Chouinard believes work must be fun, and that the company values employees who live rich and rounded lives. This principle created the company’s flextime policy that is aptly named: Let My People Go Surfing. This HR directive allows employees to work flexible hours as long as the work gets done with no negative impact on co-workers. Workers take advantage of this policy to “catch a good swell, go bouldering for an afternoon, pursue an education, or get home in time to greet the kids when they climb down from the school bus.”
Patagonia offers comprehensive health insurance to all employees — even part-timers — to attract serious athletes to work in its retail stores.
The company runs a cafeteria that provides healthy, organic food, and most employee bathrooms house showers to accommodate lunchtime runners, volleyball players or surfers.
Patagonia’s most famous perk, however, is its on-site corporate childcare center that first opened in 1984. The center provides programs and services for children as young as eight weeks old through kindergarten. School-age children are picked up at the end of their school day and brought to the child-development center so their parents don’t have to make the drive or worry about after-school care.
The company created a parental-leave policy that complements the design of the child-care program. Mothers receive 16 weeks of fully paid leave and four weeks of unpaid leave, and fathers can tap into 12 weeks of paternity leave. (Chouinard recommends that employers that want to put a child-care center in place provide at least eight weeks of paid parental leave.)

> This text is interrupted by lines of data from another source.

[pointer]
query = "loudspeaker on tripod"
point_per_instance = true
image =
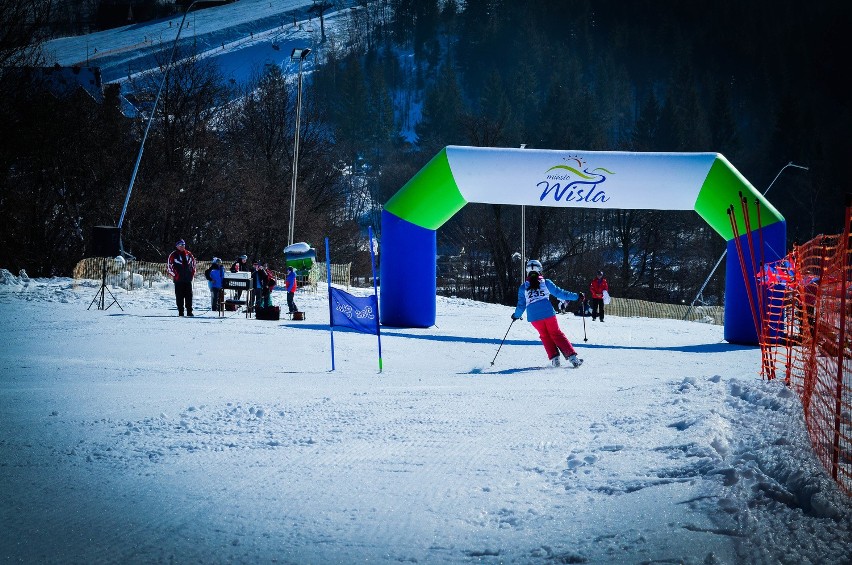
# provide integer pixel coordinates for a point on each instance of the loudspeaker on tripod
(106, 241)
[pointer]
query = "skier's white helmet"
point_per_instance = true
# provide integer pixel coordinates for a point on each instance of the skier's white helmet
(533, 265)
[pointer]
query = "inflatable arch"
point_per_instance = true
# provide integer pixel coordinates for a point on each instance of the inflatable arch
(704, 182)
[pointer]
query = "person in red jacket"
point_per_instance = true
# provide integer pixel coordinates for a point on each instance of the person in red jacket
(596, 290)
(181, 268)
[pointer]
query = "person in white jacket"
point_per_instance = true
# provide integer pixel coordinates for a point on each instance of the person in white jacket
(534, 297)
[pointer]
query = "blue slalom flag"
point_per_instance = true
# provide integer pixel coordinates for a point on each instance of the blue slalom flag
(358, 313)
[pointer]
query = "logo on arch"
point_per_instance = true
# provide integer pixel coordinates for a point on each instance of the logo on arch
(575, 181)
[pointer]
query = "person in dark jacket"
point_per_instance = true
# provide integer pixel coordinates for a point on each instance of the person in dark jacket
(258, 284)
(241, 265)
(596, 289)
(181, 268)
(215, 275)
(534, 297)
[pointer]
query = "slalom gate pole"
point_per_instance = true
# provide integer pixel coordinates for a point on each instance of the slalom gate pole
(330, 311)
(735, 229)
(375, 292)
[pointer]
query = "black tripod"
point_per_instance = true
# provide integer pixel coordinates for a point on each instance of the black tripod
(102, 293)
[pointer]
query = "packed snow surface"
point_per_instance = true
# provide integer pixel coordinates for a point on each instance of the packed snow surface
(132, 435)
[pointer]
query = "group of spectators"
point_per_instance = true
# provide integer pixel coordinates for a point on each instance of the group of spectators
(181, 267)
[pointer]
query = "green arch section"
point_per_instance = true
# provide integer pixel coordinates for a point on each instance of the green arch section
(720, 189)
(431, 197)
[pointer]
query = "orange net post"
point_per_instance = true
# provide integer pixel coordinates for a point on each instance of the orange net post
(807, 341)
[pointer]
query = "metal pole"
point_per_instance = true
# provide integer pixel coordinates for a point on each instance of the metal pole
(151, 117)
(523, 236)
(295, 158)
(725, 252)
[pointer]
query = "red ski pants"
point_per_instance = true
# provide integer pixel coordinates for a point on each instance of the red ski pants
(552, 338)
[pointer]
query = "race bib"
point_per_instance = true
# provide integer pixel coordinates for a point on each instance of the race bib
(535, 295)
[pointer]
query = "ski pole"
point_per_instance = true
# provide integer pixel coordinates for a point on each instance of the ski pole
(501, 343)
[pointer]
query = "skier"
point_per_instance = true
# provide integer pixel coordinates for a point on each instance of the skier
(534, 296)
(597, 288)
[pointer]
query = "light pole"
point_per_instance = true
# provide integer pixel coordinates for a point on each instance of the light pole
(151, 117)
(523, 236)
(297, 55)
(725, 252)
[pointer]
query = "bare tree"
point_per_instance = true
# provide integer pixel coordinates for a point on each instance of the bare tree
(24, 28)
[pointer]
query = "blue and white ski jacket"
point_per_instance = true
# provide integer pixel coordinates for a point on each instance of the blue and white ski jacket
(537, 301)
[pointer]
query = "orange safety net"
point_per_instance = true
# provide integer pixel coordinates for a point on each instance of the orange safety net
(806, 339)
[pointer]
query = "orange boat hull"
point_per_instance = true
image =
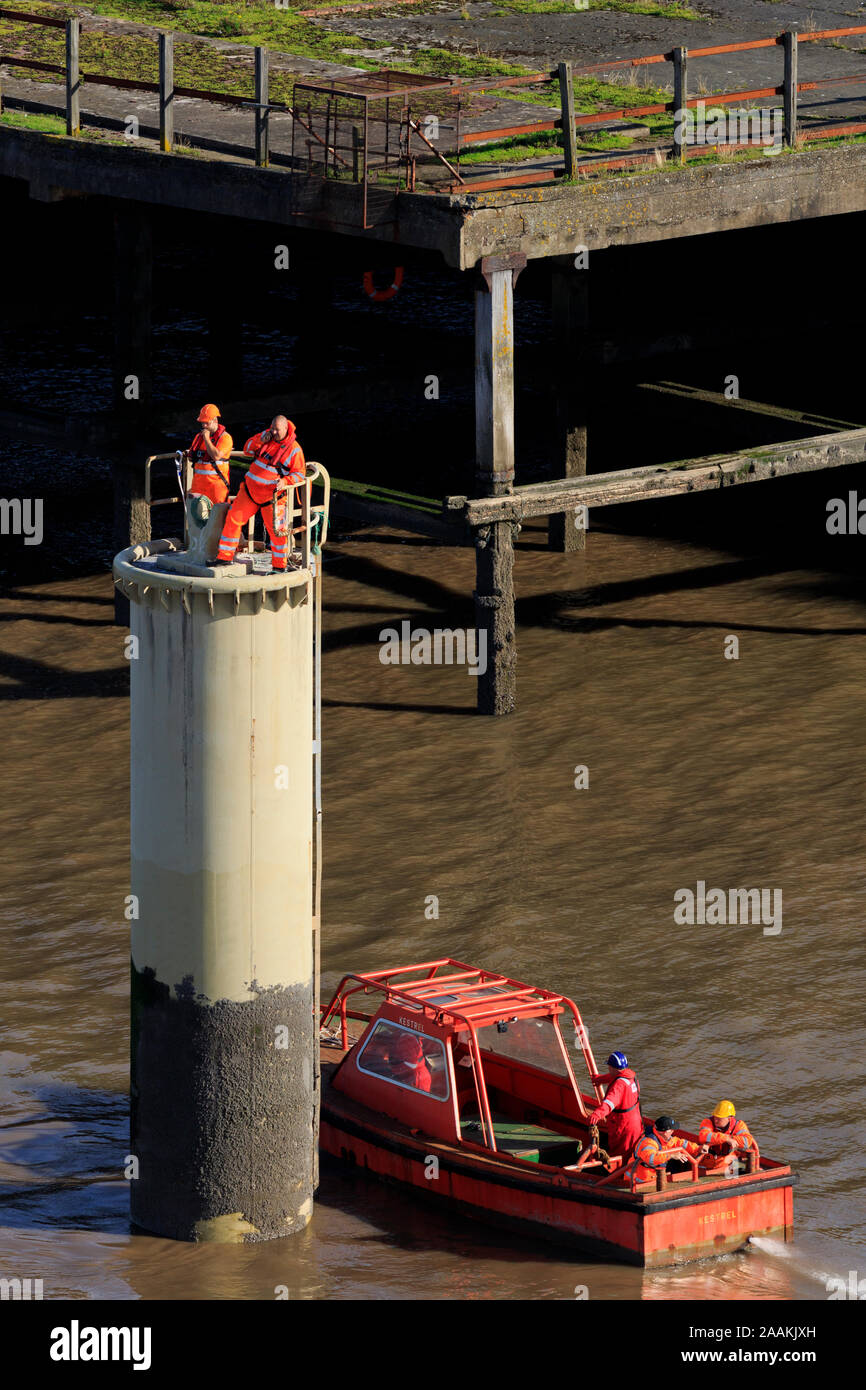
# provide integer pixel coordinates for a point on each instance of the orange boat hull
(652, 1230)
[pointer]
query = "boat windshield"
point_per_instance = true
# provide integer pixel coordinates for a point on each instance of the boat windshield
(526, 1040)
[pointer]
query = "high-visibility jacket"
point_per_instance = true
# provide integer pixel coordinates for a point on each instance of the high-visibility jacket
(409, 1064)
(737, 1130)
(622, 1108)
(209, 478)
(271, 462)
(648, 1157)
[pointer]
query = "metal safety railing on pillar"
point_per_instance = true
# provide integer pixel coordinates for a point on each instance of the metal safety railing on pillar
(312, 520)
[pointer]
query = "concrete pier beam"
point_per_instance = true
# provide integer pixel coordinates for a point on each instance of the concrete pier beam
(495, 477)
(221, 847)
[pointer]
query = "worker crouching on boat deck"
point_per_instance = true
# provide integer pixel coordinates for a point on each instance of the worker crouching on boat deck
(622, 1105)
(275, 456)
(648, 1153)
(209, 455)
(723, 1134)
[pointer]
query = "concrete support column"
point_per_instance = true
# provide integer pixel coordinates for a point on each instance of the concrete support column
(494, 477)
(132, 378)
(221, 936)
(570, 314)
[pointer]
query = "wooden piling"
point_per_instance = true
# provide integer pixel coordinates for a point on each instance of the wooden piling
(790, 88)
(570, 314)
(680, 97)
(495, 477)
(166, 92)
(566, 92)
(72, 77)
(132, 377)
(262, 109)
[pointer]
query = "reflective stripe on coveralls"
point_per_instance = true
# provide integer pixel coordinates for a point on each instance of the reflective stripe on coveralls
(209, 480)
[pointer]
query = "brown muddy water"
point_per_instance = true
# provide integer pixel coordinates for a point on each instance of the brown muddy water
(741, 773)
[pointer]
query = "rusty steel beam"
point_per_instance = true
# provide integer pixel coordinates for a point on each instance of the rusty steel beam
(831, 34)
(484, 185)
(834, 132)
(32, 18)
(667, 480)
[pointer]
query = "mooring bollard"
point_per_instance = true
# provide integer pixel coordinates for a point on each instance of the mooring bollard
(221, 900)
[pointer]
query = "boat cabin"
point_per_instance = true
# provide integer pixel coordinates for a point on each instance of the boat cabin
(466, 1055)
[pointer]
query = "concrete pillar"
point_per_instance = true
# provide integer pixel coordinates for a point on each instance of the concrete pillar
(494, 477)
(132, 381)
(570, 314)
(221, 798)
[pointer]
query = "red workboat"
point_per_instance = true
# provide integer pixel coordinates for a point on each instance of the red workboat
(458, 1082)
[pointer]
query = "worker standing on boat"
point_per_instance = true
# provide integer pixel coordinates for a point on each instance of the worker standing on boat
(723, 1133)
(622, 1105)
(409, 1062)
(652, 1150)
(275, 456)
(209, 455)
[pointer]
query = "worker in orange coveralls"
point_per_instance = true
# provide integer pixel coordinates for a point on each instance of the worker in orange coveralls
(409, 1064)
(209, 455)
(648, 1153)
(723, 1134)
(622, 1105)
(275, 456)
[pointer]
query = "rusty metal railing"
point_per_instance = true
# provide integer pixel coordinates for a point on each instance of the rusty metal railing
(359, 159)
(313, 519)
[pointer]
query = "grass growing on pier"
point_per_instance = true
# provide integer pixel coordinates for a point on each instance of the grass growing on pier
(46, 124)
(673, 10)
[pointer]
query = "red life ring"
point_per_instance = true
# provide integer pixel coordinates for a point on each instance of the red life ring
(380, 295)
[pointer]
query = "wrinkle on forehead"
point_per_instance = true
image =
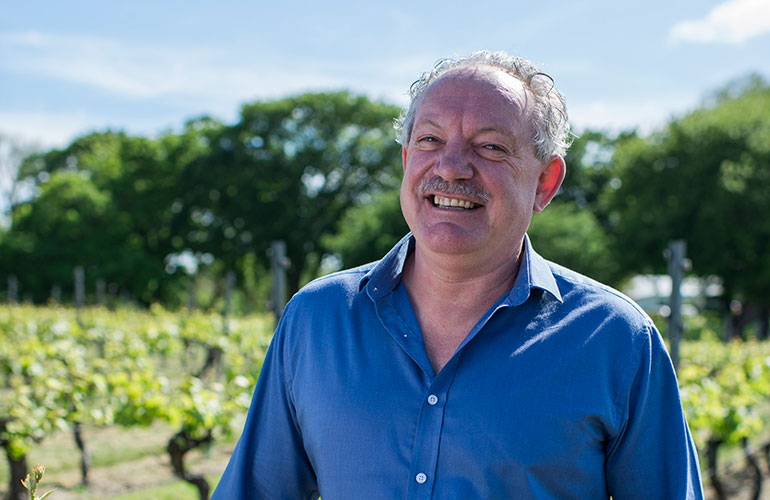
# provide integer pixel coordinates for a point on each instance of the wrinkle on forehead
(507, 85)
(491, 82)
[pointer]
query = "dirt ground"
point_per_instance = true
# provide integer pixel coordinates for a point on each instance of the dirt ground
(127, 477)
(152, 471)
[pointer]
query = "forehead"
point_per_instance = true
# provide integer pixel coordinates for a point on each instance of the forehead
(485, 96)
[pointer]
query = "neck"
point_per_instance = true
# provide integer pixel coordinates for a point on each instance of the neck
(457, 280)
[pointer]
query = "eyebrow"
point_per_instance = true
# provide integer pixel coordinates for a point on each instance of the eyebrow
(516, 143)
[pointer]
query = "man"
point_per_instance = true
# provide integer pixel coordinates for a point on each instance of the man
(463, 365)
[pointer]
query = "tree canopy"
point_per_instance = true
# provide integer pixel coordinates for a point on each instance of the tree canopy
(704, 178)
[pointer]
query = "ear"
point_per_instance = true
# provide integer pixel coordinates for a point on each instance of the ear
(549, 182)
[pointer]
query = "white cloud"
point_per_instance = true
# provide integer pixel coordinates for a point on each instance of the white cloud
(142, 71)
(732, 22)
(644, 115)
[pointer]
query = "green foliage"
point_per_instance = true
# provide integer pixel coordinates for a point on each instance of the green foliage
(127, 368)
(573, 238)
(32, 481)
(368, 231)
(127, 207)
(287, 170)
(725, 388)
(702, 177)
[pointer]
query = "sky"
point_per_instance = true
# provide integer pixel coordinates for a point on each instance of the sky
(69, 68)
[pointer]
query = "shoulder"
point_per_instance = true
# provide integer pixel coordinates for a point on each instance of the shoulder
(588, 295)
(347, 282)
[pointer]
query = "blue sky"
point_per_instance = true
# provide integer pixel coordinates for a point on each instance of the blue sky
(67, 68)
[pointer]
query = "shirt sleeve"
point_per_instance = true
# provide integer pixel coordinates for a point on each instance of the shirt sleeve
(269, 462)
(653, 455)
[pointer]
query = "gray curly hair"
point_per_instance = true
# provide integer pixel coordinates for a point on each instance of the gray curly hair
(547, 109)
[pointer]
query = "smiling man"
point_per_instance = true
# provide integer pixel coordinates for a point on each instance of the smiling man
(463, 365)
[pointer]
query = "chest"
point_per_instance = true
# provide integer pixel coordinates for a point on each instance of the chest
(506, 411)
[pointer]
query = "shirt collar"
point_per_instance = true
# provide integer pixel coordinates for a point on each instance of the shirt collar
(534, 272)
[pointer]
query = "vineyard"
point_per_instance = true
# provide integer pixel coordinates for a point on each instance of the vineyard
(63, 369)
(192, 374)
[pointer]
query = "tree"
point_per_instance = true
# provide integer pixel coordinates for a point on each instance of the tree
(113, 193)
(571, 236)
(704, 178)
(287, 170)
(368, 231)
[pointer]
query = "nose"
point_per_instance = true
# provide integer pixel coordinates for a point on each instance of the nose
(454, 163)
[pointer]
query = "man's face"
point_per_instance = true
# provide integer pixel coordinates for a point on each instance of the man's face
(471, 178)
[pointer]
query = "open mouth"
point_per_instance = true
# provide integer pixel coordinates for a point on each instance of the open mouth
(455, 203)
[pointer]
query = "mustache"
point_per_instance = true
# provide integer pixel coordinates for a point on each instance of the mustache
(437, 185)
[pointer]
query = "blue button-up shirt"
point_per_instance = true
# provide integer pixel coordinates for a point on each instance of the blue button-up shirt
(562, 390)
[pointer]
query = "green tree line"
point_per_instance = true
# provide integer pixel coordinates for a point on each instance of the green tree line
(321, 172)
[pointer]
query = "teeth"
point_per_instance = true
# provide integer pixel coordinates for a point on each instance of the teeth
(442, 201)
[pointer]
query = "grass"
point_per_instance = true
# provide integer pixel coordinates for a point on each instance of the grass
(127, 464)
(176, 490)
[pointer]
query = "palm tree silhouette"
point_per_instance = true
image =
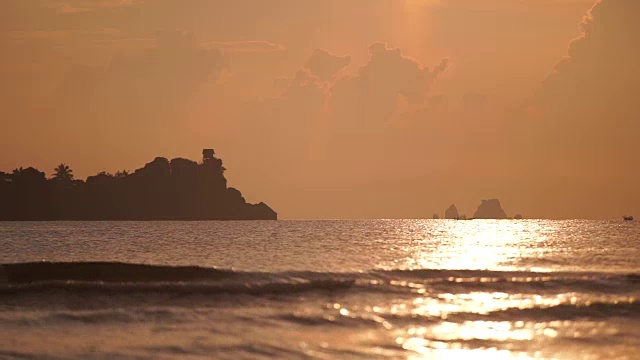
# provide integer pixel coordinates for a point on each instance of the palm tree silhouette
(63, 173)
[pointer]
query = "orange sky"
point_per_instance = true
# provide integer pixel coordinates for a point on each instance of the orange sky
(334, 108)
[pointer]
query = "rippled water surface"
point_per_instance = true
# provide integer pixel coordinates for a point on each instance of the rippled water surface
(321, 289)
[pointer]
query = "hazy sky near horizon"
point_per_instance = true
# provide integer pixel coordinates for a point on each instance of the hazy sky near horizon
(338, 108)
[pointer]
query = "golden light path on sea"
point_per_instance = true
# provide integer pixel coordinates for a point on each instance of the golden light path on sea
(474, 245)
(478, 245)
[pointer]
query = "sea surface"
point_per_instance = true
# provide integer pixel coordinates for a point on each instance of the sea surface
(397, 289)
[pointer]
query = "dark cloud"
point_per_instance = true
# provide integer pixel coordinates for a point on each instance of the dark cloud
(589, 102)
(371, 97)
(326, 65)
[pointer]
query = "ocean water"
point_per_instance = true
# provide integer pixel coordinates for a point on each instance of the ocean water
(398, 289)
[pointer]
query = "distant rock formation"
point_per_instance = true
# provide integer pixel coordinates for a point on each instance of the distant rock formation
(179, 189)
(451, 213)
(490, 209)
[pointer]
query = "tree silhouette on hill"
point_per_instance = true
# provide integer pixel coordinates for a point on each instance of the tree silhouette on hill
(179, 189)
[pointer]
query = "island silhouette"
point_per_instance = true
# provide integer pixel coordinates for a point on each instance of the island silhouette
(179, 189)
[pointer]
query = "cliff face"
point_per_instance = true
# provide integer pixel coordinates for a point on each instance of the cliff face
(490, 209)
(179, 189)
(451, 213)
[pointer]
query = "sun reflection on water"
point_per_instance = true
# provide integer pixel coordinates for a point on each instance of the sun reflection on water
(477, 245)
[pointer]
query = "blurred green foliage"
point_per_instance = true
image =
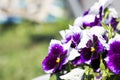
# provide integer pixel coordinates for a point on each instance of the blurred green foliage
(23, 47)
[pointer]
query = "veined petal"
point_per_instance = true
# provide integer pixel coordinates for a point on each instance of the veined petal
(73, 53)
(75, 74)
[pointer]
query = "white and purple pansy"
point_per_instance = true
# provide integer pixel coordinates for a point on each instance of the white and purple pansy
(91, 53)
(73, 35)
(113, 57)
(56, 58)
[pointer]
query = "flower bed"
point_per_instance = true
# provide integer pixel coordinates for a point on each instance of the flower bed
(89, 49)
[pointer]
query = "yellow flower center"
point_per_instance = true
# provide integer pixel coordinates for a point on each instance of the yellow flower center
(92, 49)
(58, 60)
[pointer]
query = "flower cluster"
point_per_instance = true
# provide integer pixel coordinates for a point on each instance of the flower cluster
(90, 49)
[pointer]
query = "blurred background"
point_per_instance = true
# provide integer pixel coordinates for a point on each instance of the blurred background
(26, 28)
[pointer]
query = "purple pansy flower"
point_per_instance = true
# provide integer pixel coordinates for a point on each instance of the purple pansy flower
(91, 53)
(113, 59)
(57, 57)
(73, 35)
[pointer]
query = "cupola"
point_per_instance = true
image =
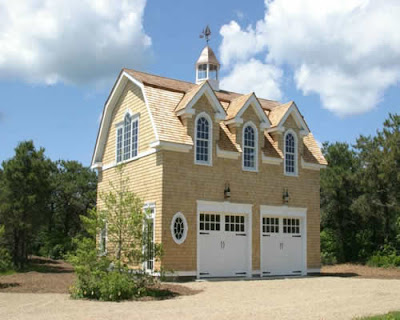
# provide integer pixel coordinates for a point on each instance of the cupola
(207, 66)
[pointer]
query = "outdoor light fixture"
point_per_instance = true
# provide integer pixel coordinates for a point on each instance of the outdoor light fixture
(227, 191)
(285, 196)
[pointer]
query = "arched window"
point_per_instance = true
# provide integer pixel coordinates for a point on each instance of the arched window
(290, 154)
(202, 71)
(203, 139)
(249, 148)
(127, 138)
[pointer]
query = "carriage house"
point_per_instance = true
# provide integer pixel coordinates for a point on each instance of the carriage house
(232, 180)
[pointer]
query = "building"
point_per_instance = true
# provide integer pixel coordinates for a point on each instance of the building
(232, 180)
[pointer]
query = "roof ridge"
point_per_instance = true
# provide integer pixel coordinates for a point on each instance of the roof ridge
(156, 75)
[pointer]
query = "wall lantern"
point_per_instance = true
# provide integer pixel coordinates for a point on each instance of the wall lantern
(227, 191)
(285, 196)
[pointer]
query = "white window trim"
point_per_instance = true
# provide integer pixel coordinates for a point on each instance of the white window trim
(103, 251)
(210, 139)
(289, 212)
(185, 226)
(296, 154)
(150, 205)
(255, 169)
(134, 117)
(231, 208)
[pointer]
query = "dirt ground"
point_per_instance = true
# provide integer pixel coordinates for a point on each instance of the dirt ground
(300, 298)
(352, 270)
(341, 292)
(56, 276)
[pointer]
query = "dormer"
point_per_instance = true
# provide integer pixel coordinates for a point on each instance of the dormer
(207, 68)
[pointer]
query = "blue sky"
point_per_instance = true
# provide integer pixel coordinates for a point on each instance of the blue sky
(62, 114)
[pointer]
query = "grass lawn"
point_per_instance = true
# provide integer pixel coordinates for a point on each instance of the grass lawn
(389, 316)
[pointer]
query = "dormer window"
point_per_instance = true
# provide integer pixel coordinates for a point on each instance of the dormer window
(127, 138)
(250, 148)
(203, 144)
(213, 72)
(202, 72)
(290, 153)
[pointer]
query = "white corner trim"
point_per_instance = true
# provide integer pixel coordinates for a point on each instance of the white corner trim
(271, 160)
(227, 154)
(314, 270)
(171, 146)
(311, 166)
(139, 156)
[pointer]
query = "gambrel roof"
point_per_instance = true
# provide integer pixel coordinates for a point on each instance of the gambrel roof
(166, 99)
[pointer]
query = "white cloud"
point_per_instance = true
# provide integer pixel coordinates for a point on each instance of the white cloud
(246, 77)
(70, 41)
(346, 51)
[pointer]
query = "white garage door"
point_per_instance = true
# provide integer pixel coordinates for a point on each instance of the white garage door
(281, 246)
(223, 245)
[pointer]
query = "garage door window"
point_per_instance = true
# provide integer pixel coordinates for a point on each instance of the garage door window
(234, 223)
(271, 225)
(291, 225)
(210, 222)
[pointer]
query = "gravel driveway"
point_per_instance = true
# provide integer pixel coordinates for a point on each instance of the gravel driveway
(301, 298)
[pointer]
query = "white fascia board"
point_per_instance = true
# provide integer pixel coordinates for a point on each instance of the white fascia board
(297, 118)
(252, 101)
(227, 154)
(171, 146)
(283, 211)
(108, 110)
(204, 205)
(312, 166)
(139, 156)
(208, 91)
(97, 166)
(271, 160)
(276, 129)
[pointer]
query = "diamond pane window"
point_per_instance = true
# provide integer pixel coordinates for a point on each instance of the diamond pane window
(202, 71)
(127, 139)
(203, 140)
(249, 148)
(119, 144)
(127, 136)
(135, 127)
(290, 154)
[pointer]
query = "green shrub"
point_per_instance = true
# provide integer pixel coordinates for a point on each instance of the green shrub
(328, 248)
(105, 286)
(5, 260)
(387, 257)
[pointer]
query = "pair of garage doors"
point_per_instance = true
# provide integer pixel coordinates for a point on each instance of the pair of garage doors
(225, 245)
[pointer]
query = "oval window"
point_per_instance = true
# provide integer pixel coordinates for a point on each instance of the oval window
(179, 228)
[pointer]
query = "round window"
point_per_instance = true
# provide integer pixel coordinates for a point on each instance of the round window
(179, 228)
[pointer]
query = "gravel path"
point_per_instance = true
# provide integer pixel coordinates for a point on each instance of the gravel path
(301, 298)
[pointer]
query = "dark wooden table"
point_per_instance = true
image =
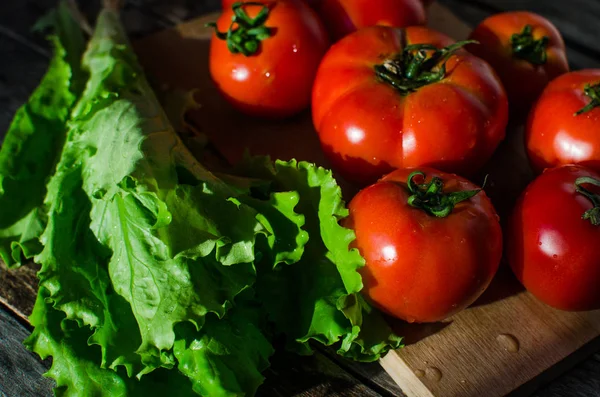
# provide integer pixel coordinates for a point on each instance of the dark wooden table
(24, 57)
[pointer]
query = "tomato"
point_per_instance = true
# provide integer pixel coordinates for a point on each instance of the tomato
(563, 125)
(421, 267)
(526, 51)
(553, 237)
(380, 105)
(229, 3)
(271, 72)
(342, 17)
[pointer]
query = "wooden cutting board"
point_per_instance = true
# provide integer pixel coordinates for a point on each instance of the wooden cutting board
(500, 345)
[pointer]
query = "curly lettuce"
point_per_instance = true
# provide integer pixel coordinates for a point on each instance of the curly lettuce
(33, 141)
(157, 275)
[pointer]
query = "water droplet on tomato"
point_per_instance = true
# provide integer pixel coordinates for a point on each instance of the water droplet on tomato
(433, 373)
(508, 342)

On-site child care is a rare perk these days: Fortune estimated earlier this year that only 4 percent to 8 percent of employers provide this benefit.
Chouinard revealed in his updated book that none of the benefits provided are particularly expensive for Patagonia, except for health insurance. The child-care centers (that are only located at the company’s Ventura and Reno corporate locations) act as an unusual kind of profit center. The company charges its employees rates that are comparable to local child-care centers and subsidizes the program with an additional $1 million. Patagonia, in turn, receives tax subsidies.
But the company also contends that the child-care centers offer an additional benefit. Fifty-eight percent of Patagonia’s Ventura employees are women, many holding high-level management positions — the employer believes that the centers help them retain these skilled employees by making it easier for women to progress in their careers. Studies have shown the replacement cost of an employee at an average of 20 percent of salary.
From an HR and benefits perspective, Patagonia comes pretty close to the definition of an ideal employer.
As I close out 2017 and consider discussion topics for next year, I find myself outlining an editorial calendar that may revisit older benefits such as child-care centers and tuition-reimbursement programs. The new tax plan may provide some opportunities for HR leaders to think creatively about how to attract employees with benefits that could include helping graduate students who can’t afford the new taxes that the government will levy on the value of free educations. And I suspect we may still be talking about harassment-free workplaces in the new year.